Die Wahrheit: Freunde in der Haft
Biologie und Komik: Die lustige Tierwelt und ihre ernste Erforschung (15) – heute mit Gefangenen, die zu tierischen Verhaltensforschern werden.
Bei den meisten Tier- und Pflanzenforschungen ist das Objekt mehr oder weniger fixiert. Die „Wahrheitssuche“ ist eine Art „peinliche Befragung“. Nur selten ist es auch einmal umgekehrt. So zum Beispiel, als man Rosa Luxemburg 1916 in einem Breslauer Gefängnis inhaftierte, weil sie gegen den Krieg agitiert hatte, und sie dort dann von ihrem Zellenfenster aus Blaumeisen beobachtete. In Briefen an ihre Freundin Sophie Liebknecht berichtete sie darüber.

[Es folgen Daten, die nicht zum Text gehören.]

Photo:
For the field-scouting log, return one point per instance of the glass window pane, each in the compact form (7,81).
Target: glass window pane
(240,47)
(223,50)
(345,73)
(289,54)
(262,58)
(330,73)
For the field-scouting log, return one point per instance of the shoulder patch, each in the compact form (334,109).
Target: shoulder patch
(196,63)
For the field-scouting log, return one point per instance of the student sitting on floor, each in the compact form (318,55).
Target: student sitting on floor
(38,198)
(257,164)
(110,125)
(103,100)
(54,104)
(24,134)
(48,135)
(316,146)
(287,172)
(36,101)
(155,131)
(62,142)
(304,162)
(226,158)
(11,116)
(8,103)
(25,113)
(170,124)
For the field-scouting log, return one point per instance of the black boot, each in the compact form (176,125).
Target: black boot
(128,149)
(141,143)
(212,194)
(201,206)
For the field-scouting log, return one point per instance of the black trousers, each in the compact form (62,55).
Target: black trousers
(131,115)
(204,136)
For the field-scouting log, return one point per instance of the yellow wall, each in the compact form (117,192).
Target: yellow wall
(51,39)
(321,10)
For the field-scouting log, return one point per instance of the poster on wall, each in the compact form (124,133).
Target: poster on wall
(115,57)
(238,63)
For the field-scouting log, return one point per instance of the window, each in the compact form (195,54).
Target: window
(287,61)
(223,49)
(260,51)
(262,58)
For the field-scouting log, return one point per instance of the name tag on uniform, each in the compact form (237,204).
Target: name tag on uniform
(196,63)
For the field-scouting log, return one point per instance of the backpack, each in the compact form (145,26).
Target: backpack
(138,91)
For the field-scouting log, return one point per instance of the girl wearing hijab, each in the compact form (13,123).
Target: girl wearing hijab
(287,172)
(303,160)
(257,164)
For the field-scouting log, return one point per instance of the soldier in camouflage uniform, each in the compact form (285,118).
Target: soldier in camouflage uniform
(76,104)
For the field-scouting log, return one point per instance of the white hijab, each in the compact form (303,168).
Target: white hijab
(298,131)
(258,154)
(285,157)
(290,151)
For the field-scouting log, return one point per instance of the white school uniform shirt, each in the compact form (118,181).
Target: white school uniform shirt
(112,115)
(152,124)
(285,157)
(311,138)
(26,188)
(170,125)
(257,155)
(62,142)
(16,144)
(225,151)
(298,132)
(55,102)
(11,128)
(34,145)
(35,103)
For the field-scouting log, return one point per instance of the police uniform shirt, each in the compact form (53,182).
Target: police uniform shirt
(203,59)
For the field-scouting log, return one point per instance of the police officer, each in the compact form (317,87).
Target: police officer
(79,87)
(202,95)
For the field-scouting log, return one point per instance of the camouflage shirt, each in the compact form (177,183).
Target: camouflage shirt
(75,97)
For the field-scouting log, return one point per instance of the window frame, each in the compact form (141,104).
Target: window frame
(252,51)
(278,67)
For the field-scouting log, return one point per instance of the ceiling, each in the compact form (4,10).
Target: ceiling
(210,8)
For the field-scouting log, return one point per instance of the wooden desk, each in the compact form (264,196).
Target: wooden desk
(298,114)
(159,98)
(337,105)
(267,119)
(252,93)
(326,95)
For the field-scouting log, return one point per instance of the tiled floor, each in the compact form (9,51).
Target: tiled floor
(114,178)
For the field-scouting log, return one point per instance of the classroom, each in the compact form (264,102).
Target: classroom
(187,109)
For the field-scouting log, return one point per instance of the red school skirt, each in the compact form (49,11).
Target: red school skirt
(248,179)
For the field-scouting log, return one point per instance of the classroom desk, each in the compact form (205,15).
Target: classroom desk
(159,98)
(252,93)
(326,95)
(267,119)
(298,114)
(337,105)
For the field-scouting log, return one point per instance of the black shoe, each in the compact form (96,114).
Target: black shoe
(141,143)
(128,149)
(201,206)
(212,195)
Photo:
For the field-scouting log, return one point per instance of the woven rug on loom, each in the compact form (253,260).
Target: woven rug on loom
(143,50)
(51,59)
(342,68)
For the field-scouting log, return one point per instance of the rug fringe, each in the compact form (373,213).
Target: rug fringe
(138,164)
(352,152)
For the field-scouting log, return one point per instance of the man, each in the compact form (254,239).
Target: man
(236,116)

Auch der Dichter Ernst Toller forschte in der Haft: 1919 hatte man ihn wegen seiner Beteiligung an der Münchner Räterepublik zu fünf Jahren Gefängnis verurteilt. In seiner Zelle brütete ein Schwalbenpärchen, über das er 1924 ein „Schwalbenbuch“ veröffentlichte. Diese inhaftierten Tierforscher richteten sich an der Lebensfreude der Vögel auf.
Der russische Priester Pawel Florenski erforschte in den dreißiger Jahren bis zu seiner Erschießung im sowjetischen Straflager auf den Solowki-Inseln Algen, die man industriell verwerten wollte. In Briefen an seine Kinder berichtete er darüber, sie wurden im Jahr 2001 auf Deutsch veröffentlicht. Eigentlich sei er mit seiner Isolierung auf den Solowki-Inseln am Ziel seiner Wünsche angelangt, schrieb Florenski seiner Frau.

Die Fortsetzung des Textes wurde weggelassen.